Sun. May 26, 2019 9:00 AM - 10:30 AM A08 (TOKYO BAY MAKUHARI HALL)

convener:Hisayoshi Shimizu(Earthquake Research Institute, University of Tokyo), Masahiko Sato(Department of Earth and Planetary Science, The University of Tokyo), Chairperson:Masahiko Sato(Department of Earth and Planetary Science, University of Tokyo), Akira Baba(山梨県富士山科学研究所)

9:30 AM - 9:45 AM

[SEM18-03] Reconstruction of full-vector archaeomagnetic reference curve in East Asia from 200 CE to 1100 CE

*Yu Kitahara1, Daiki Nishiyama2, Masao Ohno1, Yuhji Yamamoto3, Tadahiro Hatakeyama4 (1.Faculty of Social and Cultural Studies, Kyushu University, 2.Faculty of Science, Kochi University, 3.Center for Advanced Marine Core Research, Kochi University, 4.Information Processing Center, Okayama University of Science)

Keywords:Archaeointensity, Reference curve, East Asia, Tsunakawa-Shaw method, Old kiln

Paleomagnetic information reconstructed from archaeological materials is used to estimate the archaeological age of excavated relics, in addition to revealing the geomagnetic secular variation and core dynamics. The direction and intensity of the Earth’s magnetic field (archaeodirection and archaeointensity) have been estimated using different methods, many of which have been proposed over the past decades. Among them a new experimental technique for archaeointensity estimate is the Tsunakawa-Shaw method.

This study carried out the reconstruction of the archaeointensity using the Tsunakawa-Shaw method for a large number of samples of baked clay belonging to different ages from archaeological relics in Osaka Prefecture mainly, and constructs a dataset and the reference curve of archaeointensity in Japan (East Asia).

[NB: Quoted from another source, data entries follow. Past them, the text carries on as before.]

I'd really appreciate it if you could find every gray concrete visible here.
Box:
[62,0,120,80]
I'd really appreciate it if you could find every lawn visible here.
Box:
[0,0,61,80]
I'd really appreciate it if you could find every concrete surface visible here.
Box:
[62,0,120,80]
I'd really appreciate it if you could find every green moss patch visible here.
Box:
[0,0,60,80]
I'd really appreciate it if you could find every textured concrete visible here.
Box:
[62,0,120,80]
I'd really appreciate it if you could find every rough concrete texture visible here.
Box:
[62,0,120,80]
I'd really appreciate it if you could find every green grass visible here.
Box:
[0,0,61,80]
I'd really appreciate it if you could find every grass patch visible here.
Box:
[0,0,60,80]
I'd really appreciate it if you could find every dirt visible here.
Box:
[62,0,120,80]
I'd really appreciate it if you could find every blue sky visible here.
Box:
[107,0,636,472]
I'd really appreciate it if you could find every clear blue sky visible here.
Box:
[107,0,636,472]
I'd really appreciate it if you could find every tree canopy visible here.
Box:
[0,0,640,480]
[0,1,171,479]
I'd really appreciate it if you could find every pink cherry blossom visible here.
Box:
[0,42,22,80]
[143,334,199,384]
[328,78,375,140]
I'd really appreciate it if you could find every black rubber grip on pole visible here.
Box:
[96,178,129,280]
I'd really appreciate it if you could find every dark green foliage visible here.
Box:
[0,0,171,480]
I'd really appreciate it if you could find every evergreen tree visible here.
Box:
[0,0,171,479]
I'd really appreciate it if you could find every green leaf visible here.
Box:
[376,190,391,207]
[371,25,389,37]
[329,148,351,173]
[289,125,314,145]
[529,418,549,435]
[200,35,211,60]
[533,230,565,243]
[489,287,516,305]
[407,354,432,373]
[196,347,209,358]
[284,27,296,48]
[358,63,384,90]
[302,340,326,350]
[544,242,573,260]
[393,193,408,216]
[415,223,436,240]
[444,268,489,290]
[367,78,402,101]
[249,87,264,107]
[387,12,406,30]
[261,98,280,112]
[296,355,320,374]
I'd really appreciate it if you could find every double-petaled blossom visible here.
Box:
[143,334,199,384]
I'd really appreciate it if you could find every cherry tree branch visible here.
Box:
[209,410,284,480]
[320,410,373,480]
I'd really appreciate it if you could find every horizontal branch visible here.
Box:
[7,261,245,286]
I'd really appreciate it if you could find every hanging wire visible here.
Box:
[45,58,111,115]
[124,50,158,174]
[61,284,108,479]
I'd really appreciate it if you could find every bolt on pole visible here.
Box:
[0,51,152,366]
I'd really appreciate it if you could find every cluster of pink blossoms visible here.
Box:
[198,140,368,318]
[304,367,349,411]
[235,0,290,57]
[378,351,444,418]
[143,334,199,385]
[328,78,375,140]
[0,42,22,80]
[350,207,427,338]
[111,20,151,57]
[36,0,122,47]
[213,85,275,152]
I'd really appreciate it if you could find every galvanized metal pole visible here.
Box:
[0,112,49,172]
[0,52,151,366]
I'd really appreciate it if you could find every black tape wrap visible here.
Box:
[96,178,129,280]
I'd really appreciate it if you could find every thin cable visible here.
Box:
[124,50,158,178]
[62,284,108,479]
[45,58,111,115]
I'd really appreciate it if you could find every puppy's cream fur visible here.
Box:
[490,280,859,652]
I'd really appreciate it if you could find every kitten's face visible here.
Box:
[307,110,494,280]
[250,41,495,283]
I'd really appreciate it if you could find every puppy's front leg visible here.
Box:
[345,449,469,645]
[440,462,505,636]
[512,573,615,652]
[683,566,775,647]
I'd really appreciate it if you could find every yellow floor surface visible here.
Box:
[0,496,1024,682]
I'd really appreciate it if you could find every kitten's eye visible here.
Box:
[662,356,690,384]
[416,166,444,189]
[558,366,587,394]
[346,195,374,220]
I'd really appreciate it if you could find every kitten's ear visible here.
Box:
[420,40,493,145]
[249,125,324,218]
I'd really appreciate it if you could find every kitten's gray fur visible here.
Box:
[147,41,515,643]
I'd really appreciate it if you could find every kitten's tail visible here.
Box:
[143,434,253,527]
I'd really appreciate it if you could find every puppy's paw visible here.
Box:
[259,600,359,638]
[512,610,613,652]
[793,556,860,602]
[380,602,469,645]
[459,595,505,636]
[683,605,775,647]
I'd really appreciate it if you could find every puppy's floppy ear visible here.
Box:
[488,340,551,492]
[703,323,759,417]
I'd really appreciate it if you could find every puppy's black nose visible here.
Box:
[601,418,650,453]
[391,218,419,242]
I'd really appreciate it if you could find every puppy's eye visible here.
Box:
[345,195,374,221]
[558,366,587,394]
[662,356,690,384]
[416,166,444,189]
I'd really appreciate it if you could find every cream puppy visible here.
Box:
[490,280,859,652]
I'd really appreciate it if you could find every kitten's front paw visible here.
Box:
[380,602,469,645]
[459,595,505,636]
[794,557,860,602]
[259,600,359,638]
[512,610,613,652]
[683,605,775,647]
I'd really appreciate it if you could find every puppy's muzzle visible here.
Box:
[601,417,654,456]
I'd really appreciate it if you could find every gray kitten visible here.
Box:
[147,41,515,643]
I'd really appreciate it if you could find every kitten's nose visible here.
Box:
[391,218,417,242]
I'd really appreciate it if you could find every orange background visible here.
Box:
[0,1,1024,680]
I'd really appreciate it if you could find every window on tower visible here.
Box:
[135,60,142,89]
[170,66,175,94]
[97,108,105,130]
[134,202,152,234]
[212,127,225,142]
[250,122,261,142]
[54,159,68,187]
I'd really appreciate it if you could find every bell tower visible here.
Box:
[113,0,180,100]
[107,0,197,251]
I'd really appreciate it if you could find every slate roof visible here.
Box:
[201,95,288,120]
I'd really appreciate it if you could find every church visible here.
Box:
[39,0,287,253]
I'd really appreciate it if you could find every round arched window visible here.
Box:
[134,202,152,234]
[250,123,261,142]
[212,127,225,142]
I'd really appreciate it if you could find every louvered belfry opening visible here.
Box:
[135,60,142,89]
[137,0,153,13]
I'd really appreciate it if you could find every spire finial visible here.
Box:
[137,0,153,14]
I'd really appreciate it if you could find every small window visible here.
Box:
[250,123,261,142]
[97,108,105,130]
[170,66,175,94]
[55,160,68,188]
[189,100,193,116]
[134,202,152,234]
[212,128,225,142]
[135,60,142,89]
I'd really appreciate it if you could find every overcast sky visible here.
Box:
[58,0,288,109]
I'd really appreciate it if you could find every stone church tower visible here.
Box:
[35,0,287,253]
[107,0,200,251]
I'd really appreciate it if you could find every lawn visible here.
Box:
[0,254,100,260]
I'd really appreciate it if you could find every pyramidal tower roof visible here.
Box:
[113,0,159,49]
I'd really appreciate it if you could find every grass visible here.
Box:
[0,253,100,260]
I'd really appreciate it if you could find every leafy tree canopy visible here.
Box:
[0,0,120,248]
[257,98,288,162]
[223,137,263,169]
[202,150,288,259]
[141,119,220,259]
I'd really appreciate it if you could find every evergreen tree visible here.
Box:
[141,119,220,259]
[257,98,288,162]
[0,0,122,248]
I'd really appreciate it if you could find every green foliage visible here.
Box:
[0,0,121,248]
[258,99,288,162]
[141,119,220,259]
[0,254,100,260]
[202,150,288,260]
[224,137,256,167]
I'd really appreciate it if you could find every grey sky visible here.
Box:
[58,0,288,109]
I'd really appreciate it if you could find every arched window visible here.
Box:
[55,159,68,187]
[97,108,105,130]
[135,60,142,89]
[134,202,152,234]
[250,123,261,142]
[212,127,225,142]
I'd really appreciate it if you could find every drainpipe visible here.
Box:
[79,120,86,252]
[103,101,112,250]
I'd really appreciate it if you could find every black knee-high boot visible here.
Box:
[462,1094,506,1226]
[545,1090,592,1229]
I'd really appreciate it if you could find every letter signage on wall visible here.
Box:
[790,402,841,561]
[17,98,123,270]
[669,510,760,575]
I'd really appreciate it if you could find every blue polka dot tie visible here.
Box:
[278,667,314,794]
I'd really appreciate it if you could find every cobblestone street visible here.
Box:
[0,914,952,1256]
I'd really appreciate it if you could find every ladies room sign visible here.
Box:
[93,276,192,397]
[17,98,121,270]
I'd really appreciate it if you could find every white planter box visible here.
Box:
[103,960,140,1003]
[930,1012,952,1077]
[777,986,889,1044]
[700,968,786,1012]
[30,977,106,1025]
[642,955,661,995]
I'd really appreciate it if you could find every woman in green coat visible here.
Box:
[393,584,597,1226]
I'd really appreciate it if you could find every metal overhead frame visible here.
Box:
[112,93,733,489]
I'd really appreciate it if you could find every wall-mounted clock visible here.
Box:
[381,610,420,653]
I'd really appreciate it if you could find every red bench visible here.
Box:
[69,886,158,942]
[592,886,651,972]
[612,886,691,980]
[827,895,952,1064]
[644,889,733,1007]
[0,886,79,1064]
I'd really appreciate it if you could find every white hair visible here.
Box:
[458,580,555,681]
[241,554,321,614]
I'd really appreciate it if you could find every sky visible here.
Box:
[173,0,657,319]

As the result, we estimated archaeointensities from 98 specimens belonging to 39 relics. We screened these data, compiled them for each pottery sequence, and finally obtained 10 mean intensity values of the pottery sequence level. All of the mean intensity values satisfy the selection criteria, which indicates that they have sufficient reliability. It is notable that these newly estimated archaeointensity values are lower than those in previous studies in Japan. On the other hand, new archaeointensity values show a harmonic trend in the archaeointensity data set obtained by the IZZI-Thellier method reported recently in Korea. We combined the dataset of Japan newly obtained in this study and the dataset in Korea, and drew an interpolation curve to construct an archaeointensity reference curve covering from around 200 CE to around 1100 CE in East Asia. This reference curve includes events of decrease and increase of archaeointensity occurred at around 600 CE and around 950 CE. The trends of rapid decrease and increase in intensity are a characteristic pattern of the intensity variation found for the first time in this study.